Viene esto a cuento por lo que les voy a platicar en seguida: ¡Arre!
El pasado sábado 4 de diciembre, exactamente 2,951 migrantes fueron transportados desde Tapachula, Chiapas, hacia diversas ciudades del interior de México, en 65 autobuses de empresas que fueron patrocinados por la Embajada de Haití en nuestro País, el Instituto Nacional de Migración e industriales de la producción de orgánicos en Chiapas.
Por razones de “seguridad migratoria”, la lista de los pasajeros no fue dada a conocer, pero DETONA consiguió copia de la primera hoja del despacho -tamaño papel oficio- y solo aparecen mexicanos, ni un solo haitiano.
Llamó la atención la presencia de tres sinaloenses, tres potosinos, igual número de nayaritas, dos zacatecanos, dos duranguenses y un colimense.
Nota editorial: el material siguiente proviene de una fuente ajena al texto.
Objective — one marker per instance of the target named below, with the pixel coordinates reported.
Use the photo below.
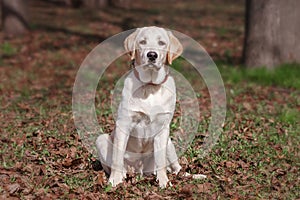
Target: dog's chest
(152, 100)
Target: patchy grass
(286, 75)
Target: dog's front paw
(162, 179)
(115, 178)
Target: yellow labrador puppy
(141, 139)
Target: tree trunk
(14, 17)
(271, 32)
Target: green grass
(286, 75)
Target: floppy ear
(129, 44)
(175, 48)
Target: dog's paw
(162, 180)
(115, 178)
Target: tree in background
(14, 17)
(94, 4)
(272, 34)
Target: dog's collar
(136, 74)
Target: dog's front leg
(119, 147)
(160, 154)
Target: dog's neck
(137, 75)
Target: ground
(42, 156)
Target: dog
(140, 140)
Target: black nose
(152, 55)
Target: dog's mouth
(151, 65)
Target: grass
(286, 75)
(256, 157)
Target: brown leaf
(204, 188)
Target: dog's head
(153, 45)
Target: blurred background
(255, 44)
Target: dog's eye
(143, 42)
(161, 43)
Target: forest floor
(42, 155)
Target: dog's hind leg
(104, 149)
(172, 157)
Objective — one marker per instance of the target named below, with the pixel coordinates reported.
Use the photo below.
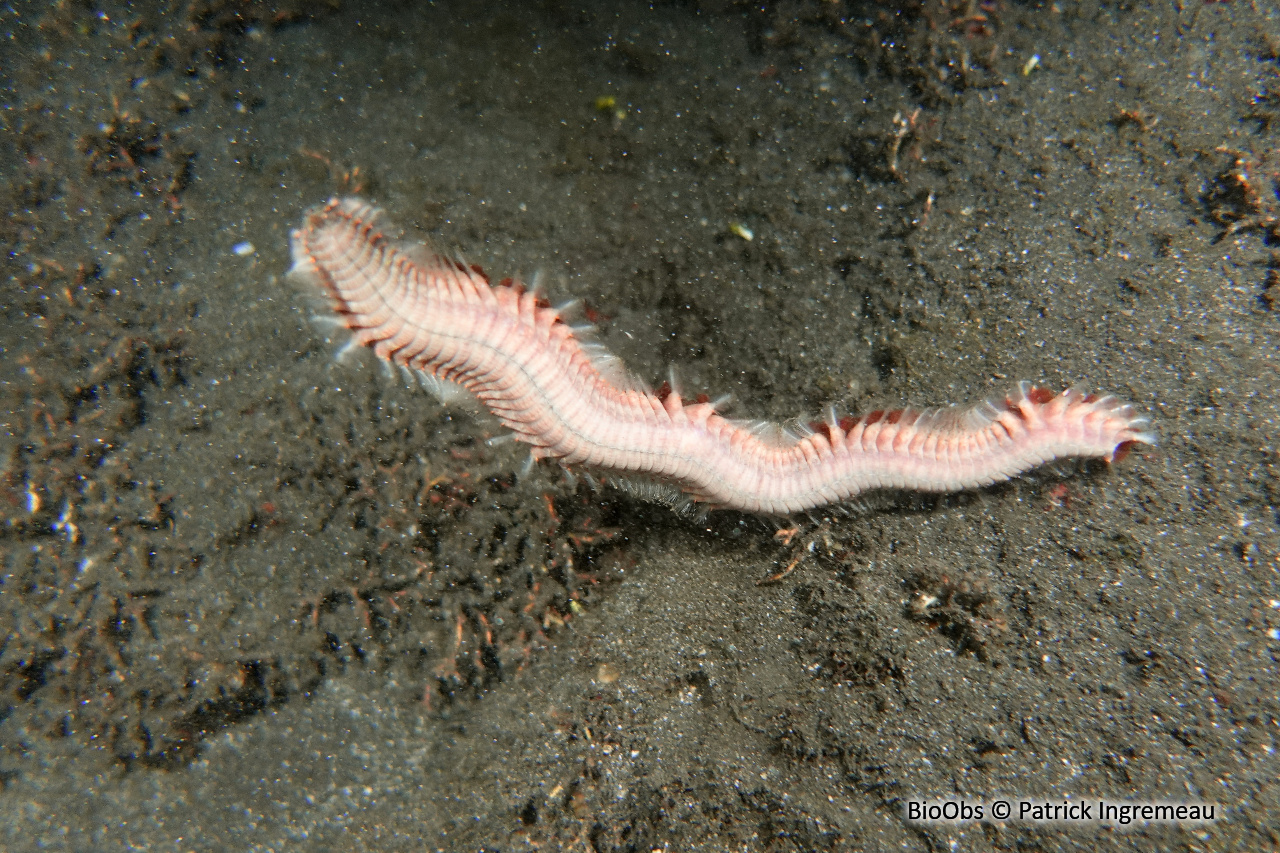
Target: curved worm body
(511, 350)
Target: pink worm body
(513, 352)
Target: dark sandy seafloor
(255, 598)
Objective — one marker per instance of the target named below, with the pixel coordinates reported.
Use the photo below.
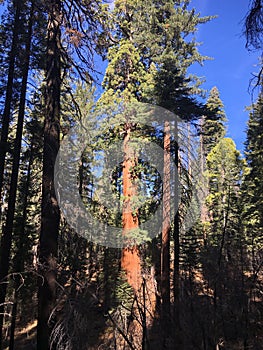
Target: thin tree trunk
(130, 261)
(50, 215)
(166, 227)
(8, 98)
(176, 239)
(6, 239)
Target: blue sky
(232, 66)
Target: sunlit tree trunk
(130, 260)
(166, 227)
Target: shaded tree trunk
(176, 239)
(6, 239)
(50, 215)
(9, 93)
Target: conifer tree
(213, 125)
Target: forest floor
(25, 338)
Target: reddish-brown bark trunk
(166, 226)
(130, 261)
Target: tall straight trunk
(130, 260)
(20, 262)
(166, 227)
(9, 93)
(6, 239)
(176, 239)
(50, 215)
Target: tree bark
(8, 97)
(176, 239)
(130, 260)
(50, 215)
(166, 227)
(6, 239)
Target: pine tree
(213, 126)
(252, 188)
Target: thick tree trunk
(19, 260)
(50, 215)
(8, 98)
(166, 227)
(6, 239)
(130, 261)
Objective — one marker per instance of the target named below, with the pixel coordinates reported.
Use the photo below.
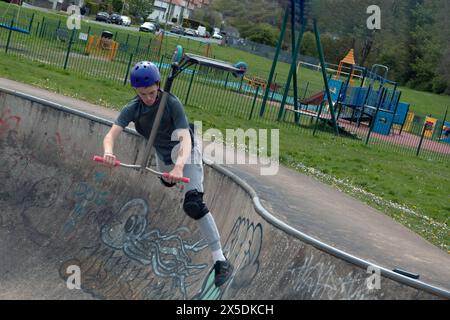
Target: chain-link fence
(105, 55)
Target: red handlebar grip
(184, 179)
(100, 159)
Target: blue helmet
(144, 74)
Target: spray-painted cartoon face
(167, 254)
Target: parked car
(217, 36)
(177, 30)
(126, 21)
(147, 27)
(102, 16)
(115, 18)
(190, 32)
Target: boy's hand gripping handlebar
(117, 163)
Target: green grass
(420, 184)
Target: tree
(140, 8)
(264, 33)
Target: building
(168, 10)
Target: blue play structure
(375, 101)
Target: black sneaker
(223, 271)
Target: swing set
(16, 18)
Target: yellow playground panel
(409, 121)
(430, 126)
(102, 47)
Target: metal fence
(82, 51)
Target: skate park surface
(131, 240)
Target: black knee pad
(194, 206)
(166, 184)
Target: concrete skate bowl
(128, 235)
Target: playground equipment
(10, 25)
(299, 20)
(103, 46)
(349, 60)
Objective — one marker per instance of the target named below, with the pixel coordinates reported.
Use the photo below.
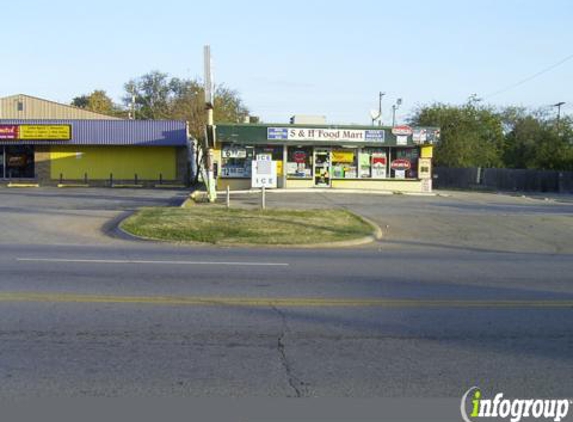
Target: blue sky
(297, 57)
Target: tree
(157, 96)
(471, 135)
(152, 93)
(98, 102)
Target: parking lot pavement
(71, 216)
(451, 220)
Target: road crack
(298, 386)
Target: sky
(328, 58)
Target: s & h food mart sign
(314, 134)
(36, 132)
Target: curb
(23, 185)
(374, 237)
(72, 185)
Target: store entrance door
(322, 167)
(2, 163)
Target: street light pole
(380, 108)
(394, 108)
(558, 105)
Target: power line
(529, 78)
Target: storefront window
(236, 161)
(374, 163)
(299, 162)
(19, 162)
(344, 164)
(403, 156)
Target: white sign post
(264, 172)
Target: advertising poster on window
(364, 164)
(8, 132)
(379, 163)
(425, 168)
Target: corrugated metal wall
(72, 163)
(26, 107)
(112, 132)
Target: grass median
(219, 225)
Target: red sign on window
(8, 132)
(299, 157)
(401, 164)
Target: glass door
(322, 167)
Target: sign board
(36, 132)
(425, 168)
(402, 130)
(300, 156)
(234, 152)
(379, 162)
(343, 156)
(316, 134)
(420, 136)
(427, 185)
(401, 164)
(8, 132)
(264, 172)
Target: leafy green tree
(471, 135)
(536, 141)
(98, 102)
(152, 94)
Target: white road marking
(133, 261)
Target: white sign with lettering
(315, 134)
(264, 172)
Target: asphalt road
(427, 312)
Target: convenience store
(94, 152)
(328, 156)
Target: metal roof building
(22, 106)
(110, 132)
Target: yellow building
(94, 152)
(22, 106)
(45, 142)
(327, 156)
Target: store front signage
(264, 172)
(46, 132)
(403, 130)
(314, 134)
(36, 132)
(8, 132)
(401, 164)
(299, 157)
(234, 152)
(343, 156)
(425, 168)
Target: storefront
(353, 157)
(94, 152)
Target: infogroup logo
(513, 409)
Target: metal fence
(503, 179)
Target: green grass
(218, 225)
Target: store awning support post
(210, 181)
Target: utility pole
(394, 108)
(558, 105)
(209, 174)
(381, 94)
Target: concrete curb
(375, 236)
(23, 185)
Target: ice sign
(264, 172)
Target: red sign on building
(8, 132)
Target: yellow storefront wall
(73, 162)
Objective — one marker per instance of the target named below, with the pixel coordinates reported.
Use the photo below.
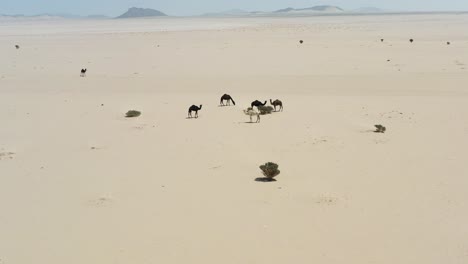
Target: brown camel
(228, 98)
(195, 109)
(257, 103)
(277, 103)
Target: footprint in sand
(102, 201)
(326, 200)
(6, 155)
(140, 127)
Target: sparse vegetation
(270, 170)
(133, 113)
(380, 129)
(264, 110)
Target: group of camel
(251, 111)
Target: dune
(81, 183)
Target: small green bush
(380, 129)
(133, 113)
(270, 170)
(264, 110)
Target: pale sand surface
(79, 183)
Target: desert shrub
(380, 129)
(133, 113)
(270, 170)
(264, 110)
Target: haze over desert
(81, 183)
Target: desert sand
(80, 183)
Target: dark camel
(195, 109)
(257, 103)
(277, 103)
(228, 98)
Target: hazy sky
(192, 7)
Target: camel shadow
(264, 179)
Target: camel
(228, 98)
(195, 109)
(277, 103)
(251, 112)
(257, 103)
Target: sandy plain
(80, 183)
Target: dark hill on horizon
(141, 12)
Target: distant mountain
(232, 12)
(323, 8)
(369, 9)
(97, 16)
(141, 12)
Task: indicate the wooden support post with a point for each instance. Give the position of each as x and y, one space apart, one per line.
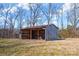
30 34
38 34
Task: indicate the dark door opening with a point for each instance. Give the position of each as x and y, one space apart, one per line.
42 34
34 34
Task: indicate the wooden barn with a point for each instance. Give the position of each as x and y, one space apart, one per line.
40 32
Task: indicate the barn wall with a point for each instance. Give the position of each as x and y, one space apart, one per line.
51 32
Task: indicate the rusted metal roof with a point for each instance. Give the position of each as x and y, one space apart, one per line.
43 26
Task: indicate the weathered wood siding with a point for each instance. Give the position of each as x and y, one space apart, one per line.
51 32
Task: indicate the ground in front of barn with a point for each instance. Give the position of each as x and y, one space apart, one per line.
19 47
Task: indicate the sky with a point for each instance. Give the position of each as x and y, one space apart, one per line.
25 7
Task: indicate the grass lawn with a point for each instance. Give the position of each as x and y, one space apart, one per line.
18 47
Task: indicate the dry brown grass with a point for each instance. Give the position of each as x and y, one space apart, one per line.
20 47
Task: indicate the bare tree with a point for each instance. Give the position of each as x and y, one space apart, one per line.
34 13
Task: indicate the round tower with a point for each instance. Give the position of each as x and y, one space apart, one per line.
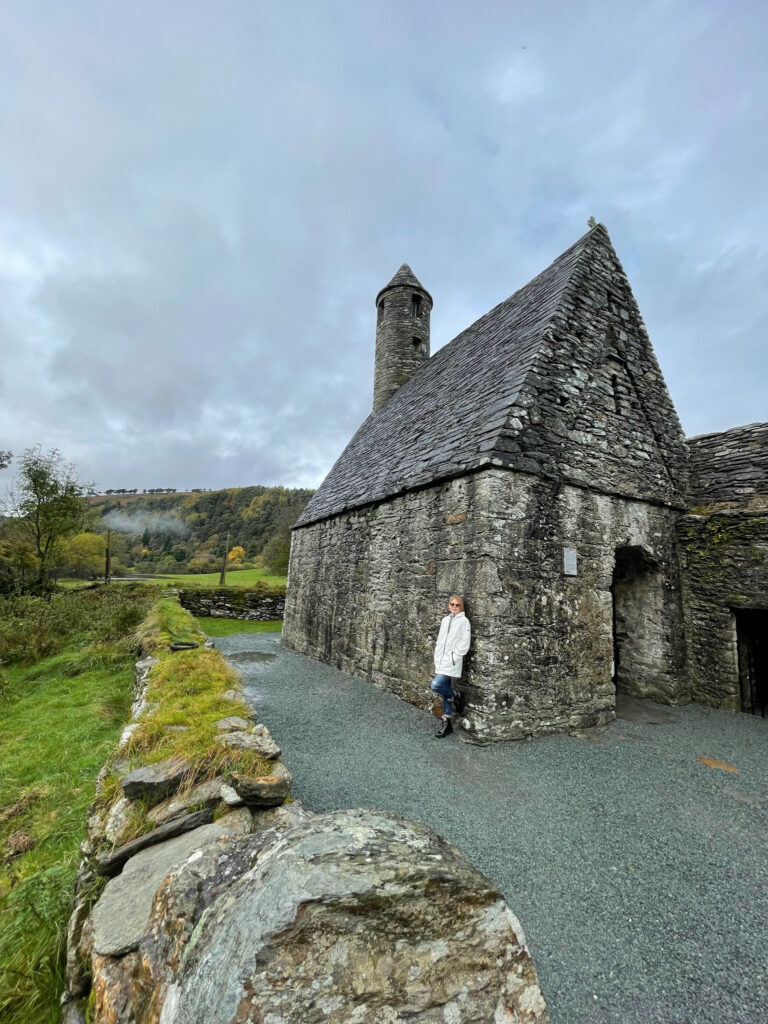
402 309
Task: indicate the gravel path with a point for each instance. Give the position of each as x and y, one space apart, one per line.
640 876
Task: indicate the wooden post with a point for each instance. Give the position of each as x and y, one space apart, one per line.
108 559
222 578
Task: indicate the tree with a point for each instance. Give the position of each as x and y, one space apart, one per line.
46 505
83 554
237 555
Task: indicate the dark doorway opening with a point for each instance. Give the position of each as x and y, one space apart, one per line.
752 635
637 617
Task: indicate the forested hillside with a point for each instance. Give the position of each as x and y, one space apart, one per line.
179 532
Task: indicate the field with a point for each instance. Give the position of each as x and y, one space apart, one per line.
239 578
66 689
242 579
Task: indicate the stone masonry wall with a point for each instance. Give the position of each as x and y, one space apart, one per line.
367 590
730 467
726 567
232 603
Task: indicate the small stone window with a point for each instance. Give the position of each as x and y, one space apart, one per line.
614 387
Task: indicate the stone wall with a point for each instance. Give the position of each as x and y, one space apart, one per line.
725 559
730 467
232 603
367 590
240 908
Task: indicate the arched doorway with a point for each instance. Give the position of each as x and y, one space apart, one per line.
752 637
638 623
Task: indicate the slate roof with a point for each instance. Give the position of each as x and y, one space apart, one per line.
454 414
730 466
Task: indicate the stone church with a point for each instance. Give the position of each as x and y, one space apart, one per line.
537 466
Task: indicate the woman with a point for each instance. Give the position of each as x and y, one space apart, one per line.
453 644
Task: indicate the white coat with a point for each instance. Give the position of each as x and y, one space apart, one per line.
453 643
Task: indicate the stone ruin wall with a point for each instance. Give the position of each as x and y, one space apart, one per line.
724 548
725 559
372 585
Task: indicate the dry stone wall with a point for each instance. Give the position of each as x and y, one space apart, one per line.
373 585
232 603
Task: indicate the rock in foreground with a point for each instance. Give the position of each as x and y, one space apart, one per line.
357 918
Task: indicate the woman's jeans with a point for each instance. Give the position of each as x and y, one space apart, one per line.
443 685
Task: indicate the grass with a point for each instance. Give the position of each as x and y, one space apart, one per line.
217 627
186 688
56 730
239 578
59 721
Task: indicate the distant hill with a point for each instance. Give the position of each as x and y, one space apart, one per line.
186 530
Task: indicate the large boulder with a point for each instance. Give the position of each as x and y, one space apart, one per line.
143 920
356 918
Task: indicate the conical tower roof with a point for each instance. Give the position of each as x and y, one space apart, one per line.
404 279
460 411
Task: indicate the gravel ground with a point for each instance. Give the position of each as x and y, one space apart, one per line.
639 875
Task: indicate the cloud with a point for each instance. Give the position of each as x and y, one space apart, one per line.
200 205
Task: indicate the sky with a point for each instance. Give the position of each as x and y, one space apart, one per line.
199 202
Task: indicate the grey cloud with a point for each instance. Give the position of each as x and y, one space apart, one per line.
202 201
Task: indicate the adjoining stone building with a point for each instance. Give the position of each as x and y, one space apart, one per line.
536 465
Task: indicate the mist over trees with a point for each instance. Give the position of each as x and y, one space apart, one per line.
45 505
186 532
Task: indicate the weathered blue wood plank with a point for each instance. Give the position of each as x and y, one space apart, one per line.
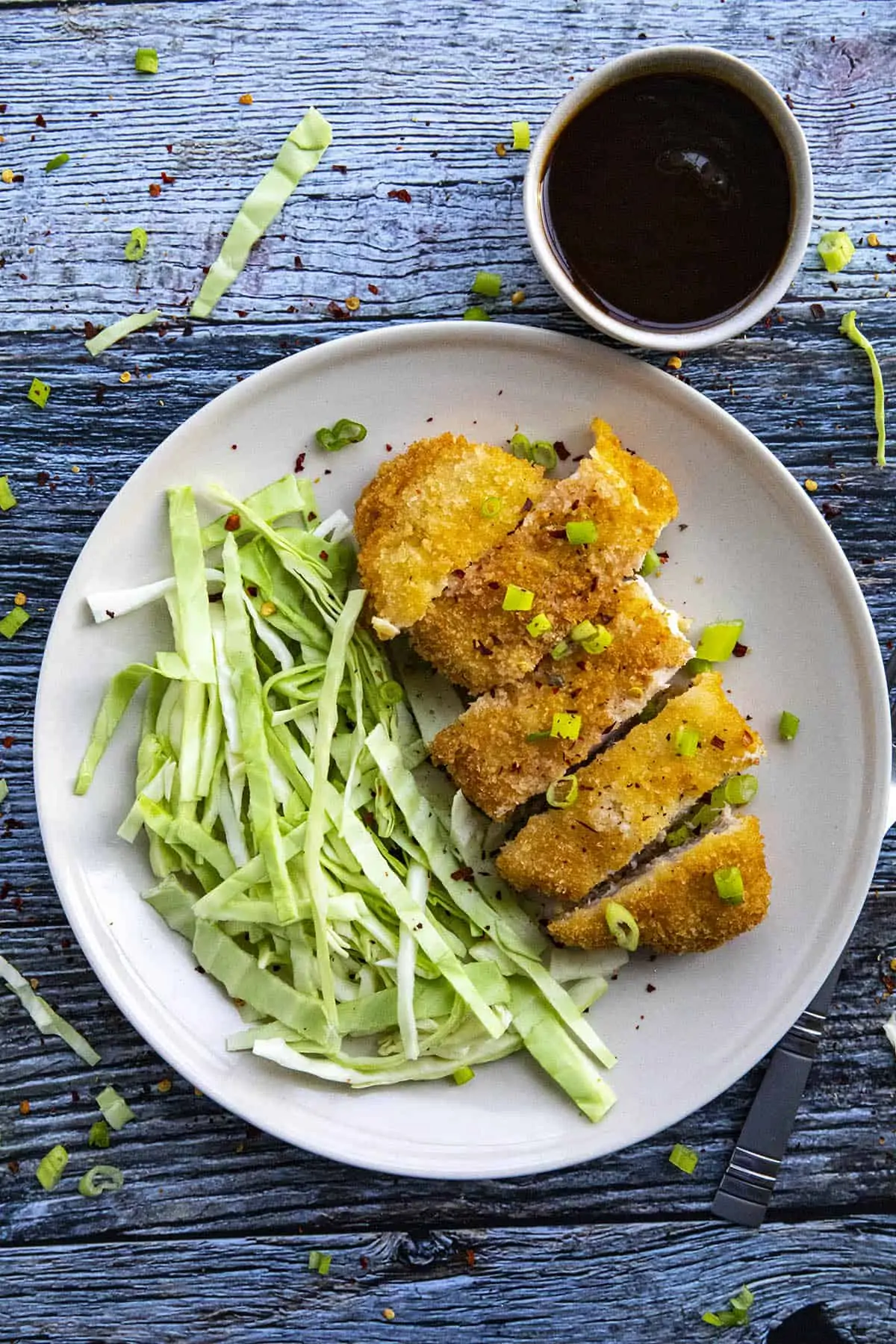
435 80
610 1285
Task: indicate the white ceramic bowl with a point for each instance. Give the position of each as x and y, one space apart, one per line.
682 60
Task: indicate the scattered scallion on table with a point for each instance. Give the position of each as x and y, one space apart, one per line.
52 1167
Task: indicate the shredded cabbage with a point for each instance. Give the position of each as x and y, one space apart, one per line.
299 155
43 1016
347 906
Esto debido a que esas entidades están más cerca de la frontera con Estados Unidos que con la nuestra en el sur con Centroamérica.
“LOS ORGÁNICOS”
¿Qué andaban haciendo tan lejos esos 14 paisanos a los que en Tapachula llaman “los orgánicos”?
Esta fue la respuesta que obtuvo DETONA: se quedaron varados en el 2020 debido a la pandemia. Habían ido a la frontera sur a trabajar en la creciente industria agrícola de orgánicos y de cacao.
Este último producto se concentra en la región del Soconusco y antes de la pandemia ocupaba a 37,000 trabajadores agrícolas que recibían una paga casi equivalente a la que se recibe en los sembradíos del llamado “Corn Belt”, de Oklahoma, Idaho, Nebraska, Kansas, parte de Misuri y otros estados del oeste norteamericano.
Chiapas es líder nacional -o al menos lo era antes de la pandemia- en la producción de orgánicos, con más de 20,000 hectáreas certificadas para este tipo de cultivos, donde destacan además del cacao, el café y la miel de abeja.